Determine 3: stepwise studying is clear in Barlow Twins, SimCLR, and VICReg. The loss and embeddings of all three strategies show stepwise studying, with embeddings iteratively rising in rank as predicted by our mannequin.
Determine 3 reveals losses and embedding covariance eigenvalues for 3 SSL strategies — Barlow Twins, SimCLR, and VICReg — skilled on the STL-10 dataset with customary augmentations. Remarkably, all three present very clear stepwise studying, with loss reducing in a staircase curve and one new eigenvalue arising from zero at every subsequent step. We additionally present an animated zoom-in on the early steps of Barlow Twins in Determine 1.

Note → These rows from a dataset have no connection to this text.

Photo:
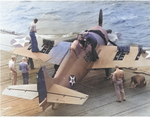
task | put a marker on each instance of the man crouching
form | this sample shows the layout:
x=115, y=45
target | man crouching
x=139, y=81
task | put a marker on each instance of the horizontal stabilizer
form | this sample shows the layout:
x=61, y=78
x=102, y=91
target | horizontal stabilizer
x=22, y=91
x=60, y=94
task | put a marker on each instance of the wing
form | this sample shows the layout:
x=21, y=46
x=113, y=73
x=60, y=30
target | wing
x=60, y=94
x=109, y=56
x=22, y=91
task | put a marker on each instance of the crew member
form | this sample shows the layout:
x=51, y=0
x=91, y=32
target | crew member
x=34, y=44
x=139, y=80
x=90, y=39
x=23, y=66
x=118, y=78
x=13, y=70
x=31, y=63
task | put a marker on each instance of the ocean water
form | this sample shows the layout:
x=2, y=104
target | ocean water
x=65, y=19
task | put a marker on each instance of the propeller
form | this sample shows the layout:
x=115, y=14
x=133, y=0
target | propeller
x=100, y=17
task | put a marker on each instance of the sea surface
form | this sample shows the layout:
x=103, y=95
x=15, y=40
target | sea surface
x=65, y=19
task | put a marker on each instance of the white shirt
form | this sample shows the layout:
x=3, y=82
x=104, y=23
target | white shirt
x=32, y=27
x=12, y=65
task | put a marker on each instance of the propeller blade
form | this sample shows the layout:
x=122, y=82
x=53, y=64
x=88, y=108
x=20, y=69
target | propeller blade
x=100, y=17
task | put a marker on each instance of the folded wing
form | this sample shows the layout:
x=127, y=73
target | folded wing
x=22, y=91
x=109, y=57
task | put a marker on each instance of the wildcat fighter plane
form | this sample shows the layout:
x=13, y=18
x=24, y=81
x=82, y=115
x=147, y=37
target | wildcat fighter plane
x=74, y=63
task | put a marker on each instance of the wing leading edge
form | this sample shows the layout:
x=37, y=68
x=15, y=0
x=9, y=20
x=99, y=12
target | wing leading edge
x=107, y=59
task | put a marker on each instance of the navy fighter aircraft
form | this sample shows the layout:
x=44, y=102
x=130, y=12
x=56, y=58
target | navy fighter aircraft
x=74, y=60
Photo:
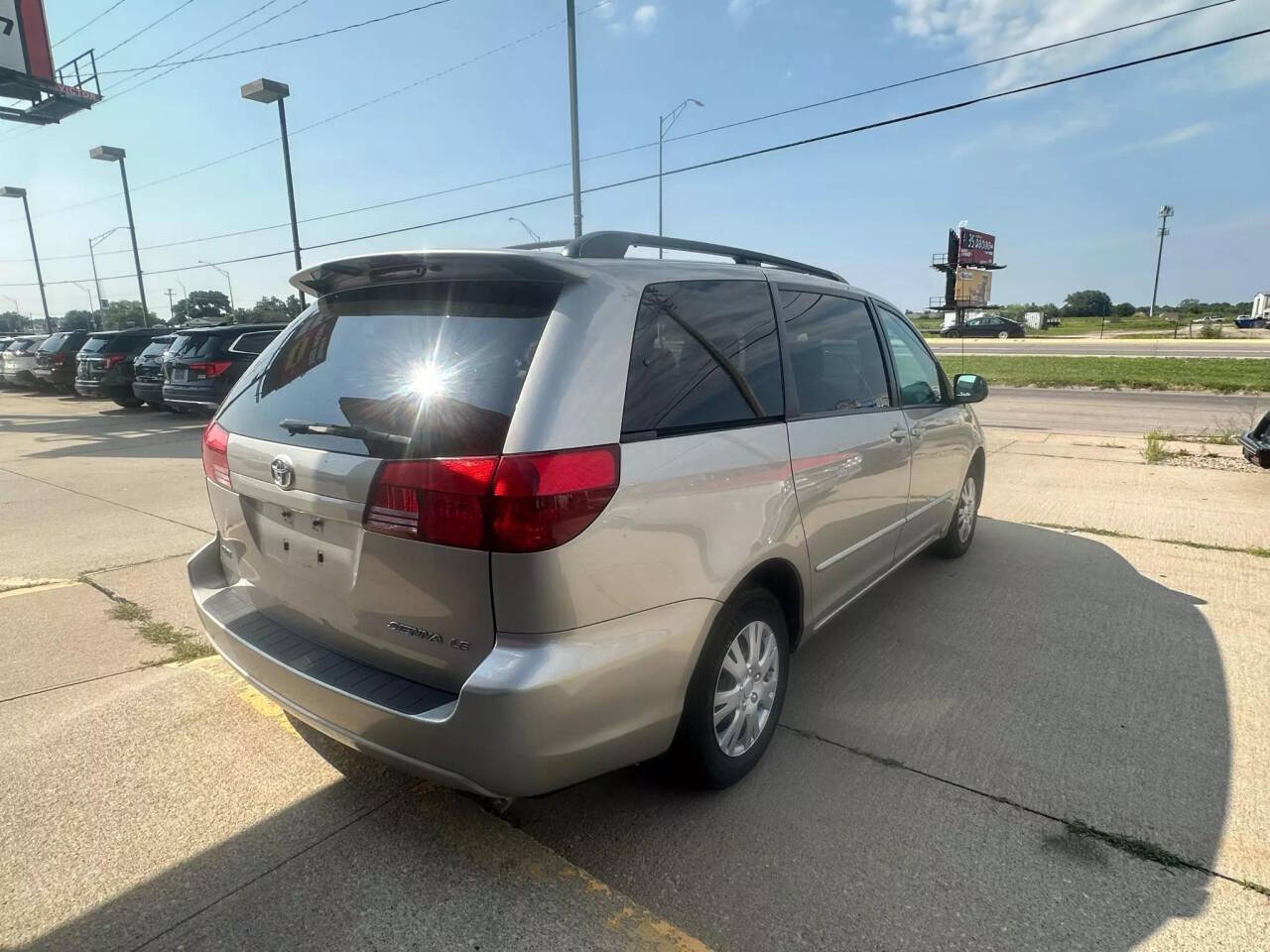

It’s value noting that, whereas these three strategies are slightly totally different at first look, it’s been suspected in folklore for a while that they’re doing one thing related underneath the hood. Particularly, these and different joint-embedding SSL strategies all obtain related efficiency on benchmark duties. The problem, then, is to determine the shared conduct underlying these assorted strategies. A lot prior theoretical work has centered on analytical similarities of their loss capabilities, however our experiments recommend a unique unifying precept: SSL strategies all study embeddings one dimension at a time, iteratively including new dimensions so as of salience.
In a final incipient however promising experiment, we evaluate the actual embeddings realized by these strategies with theoretical predictions computed from the NTK after coaching. We not solely discover good settlement between idea and experiment inside every methodology, however we additionally evaluate throughout strategies and discover that totally different strategies study related embeddings, including additional help to the notion that these strategies are finally doing related issues and will be unified.
Why it issues
Our work paints a primary theoretical image of the method by which SSL strategies assemble realized representations over the course of coaching. Now that we have now a idea, what can we do with it? We see promise for this image to each support the apply of SSL from an engineering standpoint and to allow higher understanding of SSL and doubtlessly illustration studying extra broadly.
On the sensible aspect, SSL fashions are famously sluggish to coach in comparison with supervised coaching, and the rationale for this distinction isn’t identified. Our image of coaching means that SSL coaching takes a very long time to converge as a result of the later eigenmodes have very long time constants and take a very long time to develop considerably. If that image’s proper, dashing up coaching can be so simple as selectively focusing gradient on small embedding eigendirections in an try to tug them as much as the extent of the others, which will be carried out in precept with only a easy modification to the loss perform or the optimizer. We focus on these prospects in additional element in our paper.
On the scientific aspect, the framework of SSL as an iterative course of permits one to ask many questions on the person eigenmodes. Are those realized first extra helpful than those realized later? How do totally different augmentations change the realized modes, and does this rely on the precise SSL methodology used? Can we assign semantic content material to any (subset of) eigenmodes? (For instance, we’ve observed that the primary few modes realized typically characterize extremely interpretable capabilities like a picture’s common hue and saturation.) If different types of illustration studying converge to related representations — a reality which is well testable — then solutions to those questions might have implications extending to deep studying extra broadly.
All thought of, we’re optimistic in regards to the prospects of future work within the space. Deep studying stays a grand theoretical thriller, however we imagine our findings right here give a helpful foothold for future research into the educational conduct of deep networks.
This put up relies on the paper “On the Stepwise Nature of Self-Supervised Studying”, which is joint work with Maksis Knutins, Liu Ziyin, Daniel Geisz, and Joshua Albrecht. This work was performed with Typically Clever the place Jamie Simon is a Analysis Fellow. This blogpost is cross-posted right here. We’d be delighted to discipline your questions or feedback.